Read A Carol Christmas Online

Authors: Sheila Roberts

A Carol Christmas (30 page)

“Ah,” sang Beryl, “Here’s my assistant now.”

Mr. Margolin, Mr. Nutri Bread himself, was a man in his late fifties who looked like he ate too much of his own product. He rose from his chair to shake my hand. “Wonderful campaign,” he said. “We’re very excited.”

“We’re all very excited,” said Mr. Phelps, smiling benevolently on me.

Oh, if I were in a happier frame of mind, what a perfect day this would be!

“Well,” Phelps said briskly, “let’s get started.”

As we pulled up our chairs and began the meeting, I was wishing I’d talked with Mom the night before, wishing I could have heard her say, “I forgive you, Andie.” Then maybe I could have forgiven myself.
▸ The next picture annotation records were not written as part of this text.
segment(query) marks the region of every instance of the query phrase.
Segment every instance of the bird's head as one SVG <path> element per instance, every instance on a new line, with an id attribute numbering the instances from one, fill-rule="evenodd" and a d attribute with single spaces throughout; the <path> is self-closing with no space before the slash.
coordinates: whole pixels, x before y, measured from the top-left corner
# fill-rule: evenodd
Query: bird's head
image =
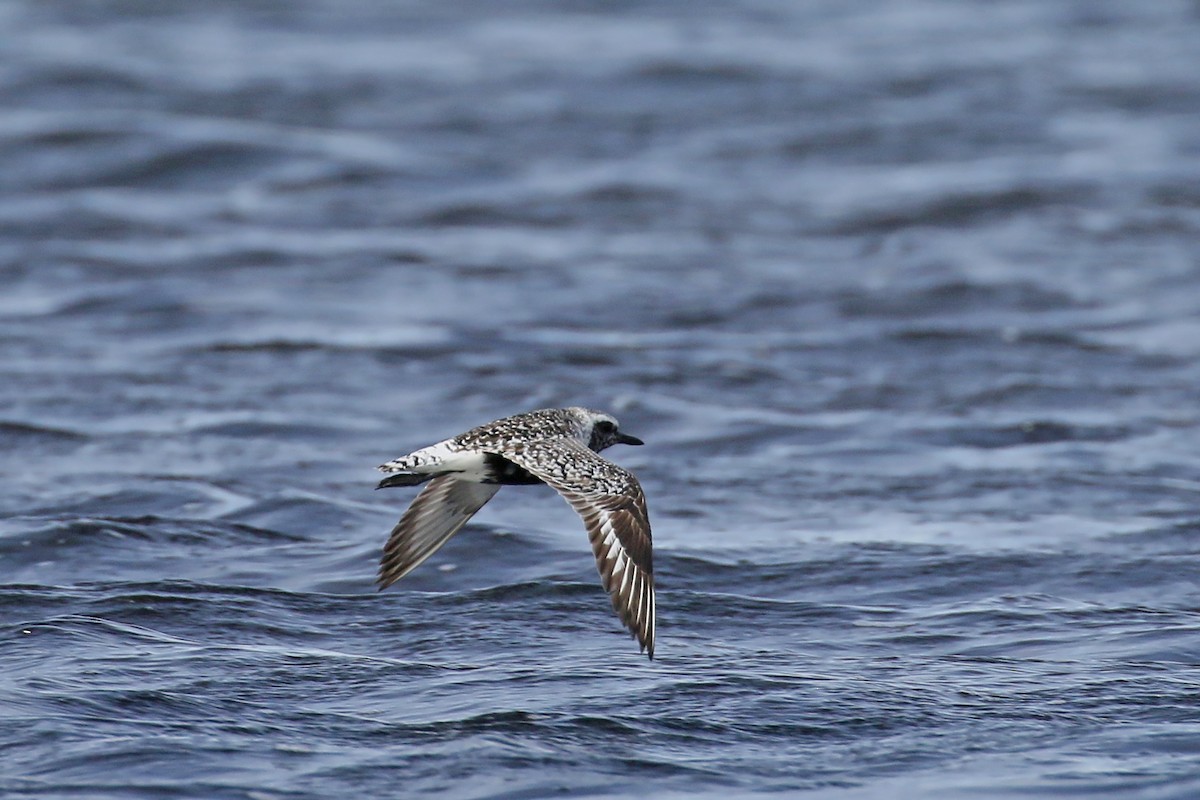
<path id="1" fill-rule="evenodd" d="M 602 411 L 584 410 L 584 426 L 581 433 L 581 439 L 586 438 L 588 449 L 592 452 L 600 452 L 605 447 L 611 447 L 613 445 L 641 445 L 646 444 L 637 437 L 631 437 L 628 433 L 620 432 L 620 425 L 617 419 L 611 414 L 605 414 Z"/>

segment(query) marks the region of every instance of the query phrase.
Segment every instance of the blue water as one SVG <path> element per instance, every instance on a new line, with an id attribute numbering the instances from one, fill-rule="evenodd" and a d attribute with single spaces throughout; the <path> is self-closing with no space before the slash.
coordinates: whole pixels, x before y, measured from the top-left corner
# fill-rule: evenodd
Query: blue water
<path id="1" fill-rule="evenodd" d="M 0 6 L 0 794 L 1200 796 L 1200 6 Z M 586 404 L 655 660 L 509 487 Z"/>

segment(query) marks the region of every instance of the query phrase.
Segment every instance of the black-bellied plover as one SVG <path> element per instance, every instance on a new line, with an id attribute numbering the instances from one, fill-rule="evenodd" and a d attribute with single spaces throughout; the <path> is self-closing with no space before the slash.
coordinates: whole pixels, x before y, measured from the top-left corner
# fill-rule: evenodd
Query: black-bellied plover
<path id="1" fill-rule="evenodd" d="M 502 486 L 548 483 L 583 517 L 612 607 L 654 657 L 650 521 L 637 479 L 596 453 L 640 445 L 611 415 L 547 408 L 496 420 L 379 467 L 377 488 L 430 481 L 391 529 L 379 564 L 385 589 L 458 533 Z"/>

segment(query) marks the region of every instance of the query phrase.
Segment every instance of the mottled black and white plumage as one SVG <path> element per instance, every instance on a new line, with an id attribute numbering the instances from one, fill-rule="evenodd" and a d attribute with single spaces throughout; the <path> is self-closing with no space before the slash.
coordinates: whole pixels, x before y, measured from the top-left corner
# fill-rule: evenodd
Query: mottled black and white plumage
<path id="1" fill-rule="evenodd" d="M 640 445 L 608 414 L 550 408 L 496 420 L 379 467 L 378 488 L 428 486 L 391 529 L 379 588 L 408 575 L 454 536 L 502 486 L 548 483 L 583 518 L 612 606 L 654 657 L 654 564 L 637 479 L 596 453 Z"/>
If only I’d taken a minute to call her when I first got to work and tell her I loved her and how sorry I was that I’d messed up Christmas.

There was a knock on the conference room door, then Iris poked her head around. She looked apologetically at Beryl and said, “I have a call for Andie.”

“Tell whoever it is that she’s in a meeting,” Beryl said for me.

“I did. She says it’s very important.”

“Who is it?” I asked.

“Your mother.”

I started to get up, but Beryl put a hand on my arm.

“I’m sure your mother won’t mind waiting for just a little bit.” Beryl smiled at me as she spoke, but only with her mouth. Her eyes said, “Move and I’ll run you through the paper shredder.” To Iris, she said, “Please tell Andie’s mother that Andie will return her call as soon as possible.”

“Okay,” Iris said, and shut the door.

“I really think I’d better take that call,” I said.

“We’re in the middle of an important meeting,” Beryl said. Like she needed to remind me.

“I’ll only be a minute,” I assured her. “Family emergency,” I added for the benefit of our client as I slid my chair back.

Mr. Nutri Bread raised an eyebrow at Mr. Phelps as if to ask, “What kind of a loose ship are you running?”

I hurried from the conference room before Mr. Phelps could prove what a tight ship he ran and command me to stay put. As I slipped out the door I heard Mr. Phelps say, “She’s just the assistant. Beryl can carry on.”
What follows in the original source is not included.